True or false: The answer to all of these questions is "true."
The answer, of course, is "true" in each case.
This civil war has been about blood, oil and religion. There is no way to grasp the importance of the story without dealing with each of these factors. That's why your GetReligionistas went out of our way to praise a recent New York Times report that did an unusually fine and balanced (but not perfect) job of walking American readers through this hellish labyrinth.
We know that it's hard work to cover a story this complex in a small amount of ink. However, one of the mantras of GetReligion is that it is impossible to understand how the world really works without taking religion seriously. That's why we praise journalists who do that and, well, snipe at those who do not.
So here we are on THE DAY, the day in which South Sudan is officially recognized as a nation -- a primary foreign policy goal of the White House in the past two administrations. You would think that this is the day in which the lead story on this issue needs to get the true or false test straight.
You would think wrong if the newspaper on your doorstep was the Washington Post. So what was all of this bloodshed about?
Sudanese President Omar Hassan al-Bashir is expected to attend Saturday’s ceremony.
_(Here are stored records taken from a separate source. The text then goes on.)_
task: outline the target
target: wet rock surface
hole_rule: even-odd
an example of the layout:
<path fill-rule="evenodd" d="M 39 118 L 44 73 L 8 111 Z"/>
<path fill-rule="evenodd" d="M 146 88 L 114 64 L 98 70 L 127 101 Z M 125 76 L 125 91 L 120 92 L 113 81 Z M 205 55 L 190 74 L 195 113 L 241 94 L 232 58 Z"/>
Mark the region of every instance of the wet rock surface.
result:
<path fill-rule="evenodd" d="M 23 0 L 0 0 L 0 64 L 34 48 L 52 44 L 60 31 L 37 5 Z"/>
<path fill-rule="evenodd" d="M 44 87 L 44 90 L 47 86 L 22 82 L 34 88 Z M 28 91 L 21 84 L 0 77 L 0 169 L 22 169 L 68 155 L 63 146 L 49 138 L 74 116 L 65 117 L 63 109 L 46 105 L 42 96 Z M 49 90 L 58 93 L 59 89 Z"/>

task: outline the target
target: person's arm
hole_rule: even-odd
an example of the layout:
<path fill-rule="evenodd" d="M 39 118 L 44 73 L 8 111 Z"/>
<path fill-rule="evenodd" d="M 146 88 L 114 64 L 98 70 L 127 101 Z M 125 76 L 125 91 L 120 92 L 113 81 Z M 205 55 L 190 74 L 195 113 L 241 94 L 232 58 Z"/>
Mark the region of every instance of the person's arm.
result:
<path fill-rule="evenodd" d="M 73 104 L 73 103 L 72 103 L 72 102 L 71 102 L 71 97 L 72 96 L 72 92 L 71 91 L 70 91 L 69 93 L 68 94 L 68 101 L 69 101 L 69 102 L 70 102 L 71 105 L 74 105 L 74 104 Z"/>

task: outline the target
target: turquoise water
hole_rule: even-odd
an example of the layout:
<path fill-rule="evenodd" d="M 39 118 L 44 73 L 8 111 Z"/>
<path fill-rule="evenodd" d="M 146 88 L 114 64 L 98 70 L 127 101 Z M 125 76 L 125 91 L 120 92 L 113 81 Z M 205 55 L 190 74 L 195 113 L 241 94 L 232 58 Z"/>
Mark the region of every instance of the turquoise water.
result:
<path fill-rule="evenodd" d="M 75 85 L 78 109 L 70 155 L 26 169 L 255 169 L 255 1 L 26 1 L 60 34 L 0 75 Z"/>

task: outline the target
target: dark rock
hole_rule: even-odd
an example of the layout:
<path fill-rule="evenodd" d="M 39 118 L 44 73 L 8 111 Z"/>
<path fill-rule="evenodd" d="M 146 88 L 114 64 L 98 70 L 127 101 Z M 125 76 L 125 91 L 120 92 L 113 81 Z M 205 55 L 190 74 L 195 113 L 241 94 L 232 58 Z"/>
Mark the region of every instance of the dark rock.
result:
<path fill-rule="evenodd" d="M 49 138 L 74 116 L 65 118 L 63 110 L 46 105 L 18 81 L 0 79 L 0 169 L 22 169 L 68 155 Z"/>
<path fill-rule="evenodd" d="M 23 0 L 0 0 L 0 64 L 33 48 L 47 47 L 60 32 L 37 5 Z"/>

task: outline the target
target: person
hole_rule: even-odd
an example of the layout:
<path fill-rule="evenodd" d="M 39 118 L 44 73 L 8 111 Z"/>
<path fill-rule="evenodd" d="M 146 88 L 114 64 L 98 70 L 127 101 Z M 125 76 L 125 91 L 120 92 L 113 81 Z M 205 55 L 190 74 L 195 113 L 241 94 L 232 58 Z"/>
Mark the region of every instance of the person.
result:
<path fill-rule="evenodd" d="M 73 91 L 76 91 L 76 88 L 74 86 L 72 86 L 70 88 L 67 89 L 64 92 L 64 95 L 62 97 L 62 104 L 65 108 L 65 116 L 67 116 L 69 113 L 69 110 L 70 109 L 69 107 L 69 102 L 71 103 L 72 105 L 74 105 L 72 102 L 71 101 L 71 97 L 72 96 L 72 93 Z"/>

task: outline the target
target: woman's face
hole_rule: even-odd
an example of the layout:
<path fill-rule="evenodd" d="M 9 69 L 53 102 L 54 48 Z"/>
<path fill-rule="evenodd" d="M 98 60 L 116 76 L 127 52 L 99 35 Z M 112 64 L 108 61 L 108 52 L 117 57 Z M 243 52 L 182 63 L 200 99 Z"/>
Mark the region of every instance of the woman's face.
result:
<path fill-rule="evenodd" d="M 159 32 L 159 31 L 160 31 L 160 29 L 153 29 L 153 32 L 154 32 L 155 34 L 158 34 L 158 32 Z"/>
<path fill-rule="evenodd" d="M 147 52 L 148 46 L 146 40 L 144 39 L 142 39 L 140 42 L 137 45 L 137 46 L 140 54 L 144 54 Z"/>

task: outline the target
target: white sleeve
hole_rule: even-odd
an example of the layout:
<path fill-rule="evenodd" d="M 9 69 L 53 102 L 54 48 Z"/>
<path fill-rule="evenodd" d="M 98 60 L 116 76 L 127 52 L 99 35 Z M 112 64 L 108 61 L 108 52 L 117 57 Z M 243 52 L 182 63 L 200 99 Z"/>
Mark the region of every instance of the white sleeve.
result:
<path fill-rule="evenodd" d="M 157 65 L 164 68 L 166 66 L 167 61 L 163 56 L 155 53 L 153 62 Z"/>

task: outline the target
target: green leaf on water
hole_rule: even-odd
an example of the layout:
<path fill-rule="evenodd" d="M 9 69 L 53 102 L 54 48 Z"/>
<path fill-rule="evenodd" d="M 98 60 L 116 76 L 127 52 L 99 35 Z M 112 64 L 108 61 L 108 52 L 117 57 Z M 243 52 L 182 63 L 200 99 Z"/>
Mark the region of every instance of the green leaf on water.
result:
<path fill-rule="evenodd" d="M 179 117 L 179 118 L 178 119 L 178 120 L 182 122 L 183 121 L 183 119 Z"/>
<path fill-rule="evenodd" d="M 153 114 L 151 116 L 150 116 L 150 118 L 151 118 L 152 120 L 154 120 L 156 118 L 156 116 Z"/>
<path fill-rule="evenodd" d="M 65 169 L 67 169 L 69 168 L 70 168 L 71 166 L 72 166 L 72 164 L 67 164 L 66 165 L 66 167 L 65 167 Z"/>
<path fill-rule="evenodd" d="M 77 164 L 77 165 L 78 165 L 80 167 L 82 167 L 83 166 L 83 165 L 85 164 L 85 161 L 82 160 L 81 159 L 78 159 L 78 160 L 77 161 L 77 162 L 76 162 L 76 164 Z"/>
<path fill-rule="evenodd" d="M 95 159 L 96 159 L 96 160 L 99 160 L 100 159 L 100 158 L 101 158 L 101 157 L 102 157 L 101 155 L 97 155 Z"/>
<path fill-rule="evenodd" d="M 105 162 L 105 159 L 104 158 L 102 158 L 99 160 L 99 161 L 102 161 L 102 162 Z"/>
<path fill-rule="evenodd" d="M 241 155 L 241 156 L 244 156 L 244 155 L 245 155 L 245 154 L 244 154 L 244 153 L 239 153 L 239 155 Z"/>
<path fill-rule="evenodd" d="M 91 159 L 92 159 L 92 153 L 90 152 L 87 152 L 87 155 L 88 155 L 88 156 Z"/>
He has promised to accept the oil-rich south’s secession, after initially balking at losing a Texas-size region that had provided much of his government’s revenue.
But the north and south are divided over key issues that were supposed to be resolved by now under the peace accord. They include how to fully demarcate the border, divide oil revenue and determine which side will control the disputed region of Abyei.
And northern Sudan is still riven with conflicts. Peace in the Darfur region remains elusive. A month ago, the Sudanese began bombing Southern Kordofan, an oil-producing state that will also remain part of Sudan. Anti-government fighters in the area mostly belong to the Nuba, a non-Arab group made up of northerners who sided with the southern rebels during the 21-year war.
You can just feel the tensions, right? Or how about this tiny hint toward the end at the depths of the conflict here, one that many have called the most overlooked tragedy in the recent history of our planet. The word "genocide"? Yes, people have been using that term for a long time, on the left and the right, and with good cause.
Thus, we are told:
The 2005 peace accord ended a grinding war between the largely Arab, Islamic northerners and the southerners, who are mainly Christian and animist and had long complained of discrimination.
That's that. Good night, all. Two million dead? Four million displaced?
Perhaps the story covering the actual event will be better? So far, the Post is going with this short story from the Associated Press.
UPDATE: Believe it or not, today's story is just as haunted. If anything, the religion-shaped hole is even bigger.
Contrast that short Post piece today with this longer story in the Times, in which religious themes -- historical and current -- are everywhere.